People who have a financial advisor have someone to call for reassurance when their investments go down. It's the job of the financial advisor to remind them that market fluctuations are normal. Those who own mutual funds at the bank are probably inclined to ignore them, and if they notice a decline, don't get around to making an appointment with a bank person to sell them and just keep holding onto them (the right move, even if the reason is poor).


When you are a DIY investor, though, the sell button is a login away. It's easy to feel panicky and wonder whether you made a mistake with your investments. DIY investors need a special amount of stamina and that’s why talking about market volatility is job number one with my “Learn to DIY” clients.


Let me give you a taste of this lesson. Have a look at a long-term chart of the stock market. Below you can see one that goes back to 1929. What do we see? Ups and downs that straddle an upward-sloping trend line.


To emphasize the kind of endurance an DIY investor needs, I like to look at the investor experience during the tech bubble. In the years leading up to 2000, the U.S. stock market was on a tear. From 1995 to 1999, it rose for five years in a row at double digit rates: 34%, 20%, 31%, 27% and 20%. Can you imagine how much fun this was? Investors probably felt invincible. But what followed? You guessed it: a decline. The market then had three bad years, falling by 10%, 13% and 23% in 2000 through 2003.


Imagine you started investing in 1997. You have a good experience for the first three years but then comes 2000 and the bursting of the tech bubble. Between August and December of 2000, the value of your investment in US stocks falls by 13%. That hurts, but you know about market ups and down so you hold on. By March of 2001, you are down another 12% for a total of 25%. Keep breathing! Hang in there! September comes and you are down another 10%. But it’s not over. Thinking that 2002 will be the turnaround year, you ring in the new year with hope but by September, your holdings are down even more, for a total of a 46% decline since August of 2000. It feels relentless. It feels hopeless. You feel like a fool. All of your friends who told you the stock market was risky are now shaking their heads sadly in your direction.


You started doubting your conviction months ago and now you think that this time it’s different. The market will never recover. You need to cut your losses. It’s understandable if you made this choice– you’ve been through a lot and it’s time to end the pain.


However, the reality is that a DIY investor with a long time horizon needs to keep hanging in there. Selling in Sept of 2002 would have been a big mistake because over the next five years, the stock market rose by 87% to a new high (just in time for the financial crises). Happens every time.

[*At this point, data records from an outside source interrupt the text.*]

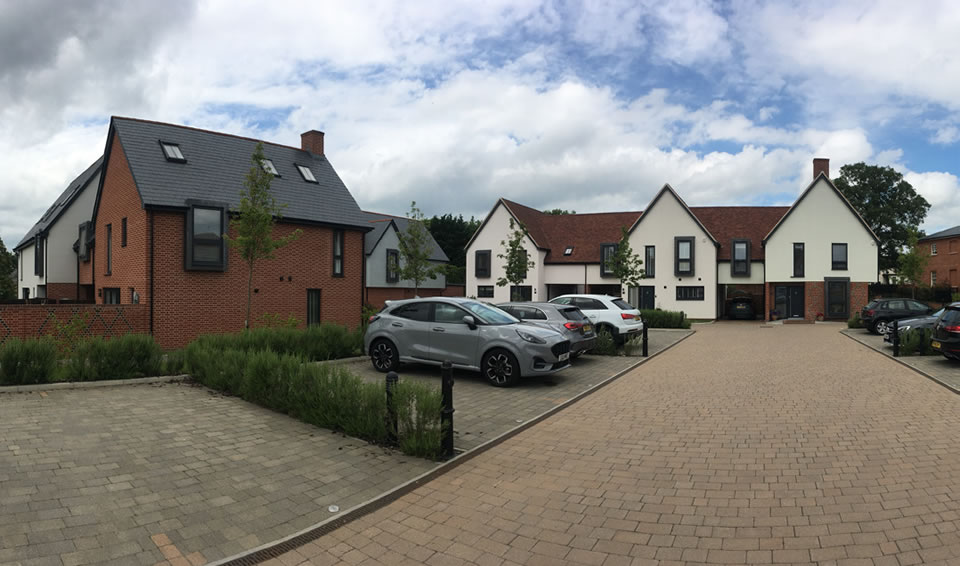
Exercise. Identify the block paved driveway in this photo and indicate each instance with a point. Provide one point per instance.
(786, 444)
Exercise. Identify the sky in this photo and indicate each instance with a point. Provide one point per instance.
(587, 106)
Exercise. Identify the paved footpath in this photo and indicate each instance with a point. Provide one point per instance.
(744, 444)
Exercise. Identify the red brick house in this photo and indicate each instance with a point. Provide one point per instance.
(943, 262)
(164, 200)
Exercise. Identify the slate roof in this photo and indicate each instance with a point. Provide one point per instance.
(215, 168)
(728, 223)
(380, 223)
(66, 198)
(948, 233)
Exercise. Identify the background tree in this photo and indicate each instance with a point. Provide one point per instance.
(8, 264)
(913, 263)
(888, 204)
(452, 234)
(415, 249)
(516, 264)
(624, 264)
(254, 222)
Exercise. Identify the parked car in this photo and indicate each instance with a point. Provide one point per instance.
(473, 335)
(568, 320)
(879, 313)
(906, 324)
(611, 314)
(946, 332)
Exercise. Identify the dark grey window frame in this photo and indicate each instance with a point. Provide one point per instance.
(393, 270)
(189, 264)
(676, 256)
(481, 269)
(734, 272)
(836, 265)
(799, 247)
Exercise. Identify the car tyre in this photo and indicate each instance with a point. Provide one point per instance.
(500, 368)
(384, 355)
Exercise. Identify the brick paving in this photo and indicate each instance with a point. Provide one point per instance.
(746, 444)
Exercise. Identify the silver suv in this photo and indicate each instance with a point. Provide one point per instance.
(471, 334)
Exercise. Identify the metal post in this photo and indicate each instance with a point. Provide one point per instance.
(392, 379)
(446, 415)
(896, 339)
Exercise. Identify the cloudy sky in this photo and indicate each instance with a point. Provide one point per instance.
(585, 105)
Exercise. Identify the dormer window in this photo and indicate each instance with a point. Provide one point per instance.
(306, 173)
(269, 168)
(172, 152)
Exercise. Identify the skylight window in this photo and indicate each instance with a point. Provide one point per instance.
(306, 173)
(172, 152)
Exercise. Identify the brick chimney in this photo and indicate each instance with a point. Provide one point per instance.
(312, 141)
(820, 164)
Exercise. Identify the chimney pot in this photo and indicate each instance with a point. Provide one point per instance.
(821, 165)
(312, 141)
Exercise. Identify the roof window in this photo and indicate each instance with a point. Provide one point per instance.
(306, 173)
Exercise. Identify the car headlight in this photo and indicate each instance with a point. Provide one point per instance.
(532, 338)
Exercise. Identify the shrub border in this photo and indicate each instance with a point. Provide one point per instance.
(281, 546)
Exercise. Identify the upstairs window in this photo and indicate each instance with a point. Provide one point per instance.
(172, 152)
(306, 173)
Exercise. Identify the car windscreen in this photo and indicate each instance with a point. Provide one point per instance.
(489, 314)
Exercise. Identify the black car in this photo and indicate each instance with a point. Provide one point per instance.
(946, 332)
(879, 313)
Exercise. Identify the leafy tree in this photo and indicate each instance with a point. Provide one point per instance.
(914, 262)
(624, 264)
(254, 222)
(516, 263)
(8, 264)
(888, 204)
(415, 250)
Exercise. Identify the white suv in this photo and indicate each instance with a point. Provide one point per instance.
(612, 314)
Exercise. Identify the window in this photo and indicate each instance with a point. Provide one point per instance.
(205, 250)
(109, 249)
(607, 253)
(393, 266)
(111, 295)
(482, 263)
(313, 307)
(798, 259)
(839, 255)
(306, 173)
(740, 264)
(684, 256)
(690, 293)
(172, 152)
(269, 168)
(338, 253)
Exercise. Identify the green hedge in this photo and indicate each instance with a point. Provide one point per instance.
(656, 318)
(324, 395)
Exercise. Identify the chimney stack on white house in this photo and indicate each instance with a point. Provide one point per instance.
(820, 165)
(312, 141)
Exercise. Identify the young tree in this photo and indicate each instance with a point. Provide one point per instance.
(624, 264)
(415, 250)
(516, 263)
(254, 222)
(913, 263)
(888, 204)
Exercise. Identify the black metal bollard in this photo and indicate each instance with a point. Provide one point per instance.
(896, 339)
(392, 379)
(446, 415)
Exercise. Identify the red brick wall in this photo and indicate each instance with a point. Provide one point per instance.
(31, 321)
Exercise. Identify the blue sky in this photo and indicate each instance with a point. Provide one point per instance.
(591, 106)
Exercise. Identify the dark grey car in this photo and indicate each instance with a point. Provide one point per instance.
(565, 319)
(472, 335)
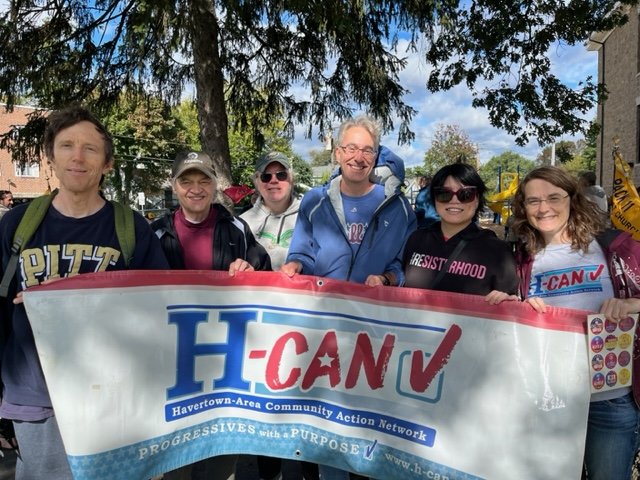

Higher returns are worth the pain


Over the past 50 years, the U.S. stock market has returned 11% per year on average while the Canadian market returned 9% per year. That more than bonds and higher than inflation. That kind of return is why you invest and why you stay invested.


So yes, the stock market is little putrid right now but that’s just part of the cycle. Every time you look at your account or hear the market update on the radio, try this mantra: “It doesn’t matter, I am in for the long run, I made a good decision.” Because it’s going to be ok.